L’avocat général de Cour de justice de l’Union européenne (CJUE) Giovanni Pitruzzella a demandé ce jeudi l’annulation du jugement qui a donné raison à Apple dans son litige contre la décision historique de la Commission européenne qui l’obligeait à restituer 13 milliards d’euros plus intérêts pour avoir bénéficié d’aides fiscales illégales en Irlande.
Dans ses conclusions sur le sujet, Pitruzzella propose que la CJUE « annule l’arrêt et renvoie l’affaire au Tribunal afin qu’il puisse se prononcer à nouveau sur le fond », selon le communiqué publié par l’institution judiciaire.
L’affaire remonte à 2016 lorsque les services communautaires de la Concurrence, dirigés par la Danoise Margrethe Vestager, avaient conclu que deux filiales de la multinationale Apple (ASI et AOE) avaient bénéficié entre 1991 et 2014 d’un traitement fiscal sélectif de la part du gouvernement irlandais, malgré le fait qu’elles n’étaient pas résidentes fiscales dans le pays européen. Ce meilleur accord fiscal de ses succursales Cela a permis à l’entreprise américaine de payer beaucoup moins d’impôts qu’elle n’aurait dû, obligeant Dublin à récupérer les revenus perdus.
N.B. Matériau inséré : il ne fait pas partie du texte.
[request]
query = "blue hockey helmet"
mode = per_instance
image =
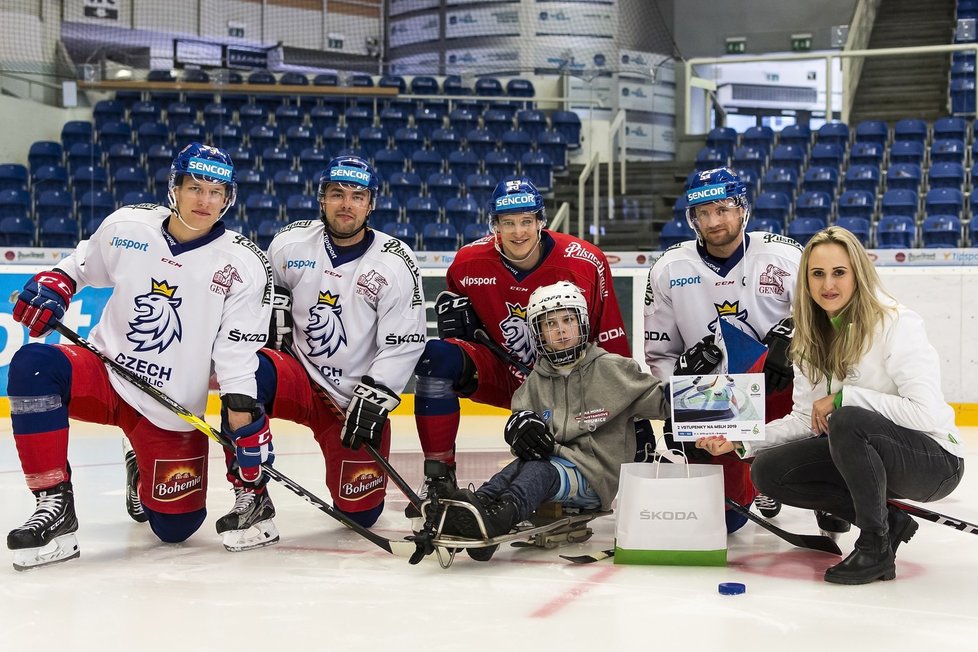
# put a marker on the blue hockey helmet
(719, 184)
(351, 171)
(515, 196)
(204, 163)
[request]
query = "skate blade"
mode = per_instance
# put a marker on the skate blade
(63, 548)
(261, 534)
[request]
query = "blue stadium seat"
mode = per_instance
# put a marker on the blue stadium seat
(500, 164)
(17, 231)
(858, 226)
(53, 203)
(387, 210)
(463, 162)
(13, 176)
(896, 232)
(673, 232)
(421, 210)
(45, 152)
(940, 231)
(943, 201)
(403, 186)
(910, 129)
(403, 231)
(801, 229)
(439, 237)
(286, 183)
(15, 203)
(538, 167)
(900, 201)
(833, 133)
(261, 207)
(425, 162)
(567, 123)
(443, 186)
(773, 205)
(862, 177)
(945, 175)
(461, 211)
(301, 207)
(903, 176)
(856, 203)
(814, 204)
(872, 131)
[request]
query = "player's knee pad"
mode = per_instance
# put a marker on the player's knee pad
(175, 528)
(365, 518)
(39, 370)
(444, 370)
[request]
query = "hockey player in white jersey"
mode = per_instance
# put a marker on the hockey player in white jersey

Concrètement, les autorités communautaires ont considéré que l’exclusion de l’assiette fiscale des bénéfices provenant de l’exploitation utilisation des licences de propriété intellectuelle de deux sociétés du groupe américain constituait une aide d’État illégale et incompatible avec les règles du marché intérieur. La Commission européenne a donc exhorté l’Irlande à récupérer le montant de ces avantages fiscaux (13 milliards), majoré des intérêts correspondants.
Premier arrêt de 2020
Apple et l’Irlande ont fait appel de cette décision devant la justice européenne, qui en une première phrase en 2020 a jugé que Bruxelles n’avait pas prouvé l’existence d’un avantage fiscal sélectif accordé à Apple Sales International (ASI) ou à Apple Operations Europe (AOP). Cet arrêt constituait à l’époque une grande victoire pour Apple et un revers pour les Services de la Concurrence de Bruxelles.
La Commission européenne a fait appel de cette décision et les conclusions auxquelles sont parvenues aujourd’hui l’avocat Pitruzzella sur l’affaire, qui propose que l’affaire soit annulée et réexaminée.
L’avocat soutient que La décision de 2020 « a comporté une série d’erreurs du droit en déclarant que la Commission n’avait pas suffisamment démontré que les licences de propriété intellectuelle détenues par ASI et AOE et les bénéfices correspondants, générés par ventes de produits Apple à l’extérieur aux États-Unis, devaient être attribuées, à des fins fiscales, aux succursales irlandaises. »
Selon lui, l’arrêt n’a pas non plus correctement apprécié l’existence et les conséquences de certains erreurs méthodologiques ce qui, selon la décision de la Commission, viciait les décisions fiscales anticipées.
Procédure
Pour ces motifs, l’avocat général estime que la Cour basée à Luxembourg doit procéder « une nouvelle appréciation de la question ». Les conclusions des procureurs généraux de la CJUE ne sont pas contraignants face aux condamnations qui arrivent quelques mois plus tard, mais qui sont généralement suivies dans la plupart des cas. La fonction de l’avocat général est de proposer à la Cour de justice, en toute indépendance, une solution juridique au sujet qu’il traite. Les juges de la Cour de justice entament désormais leur délibérations à propos de cette question. La sentence sera prononcée ultérieurement.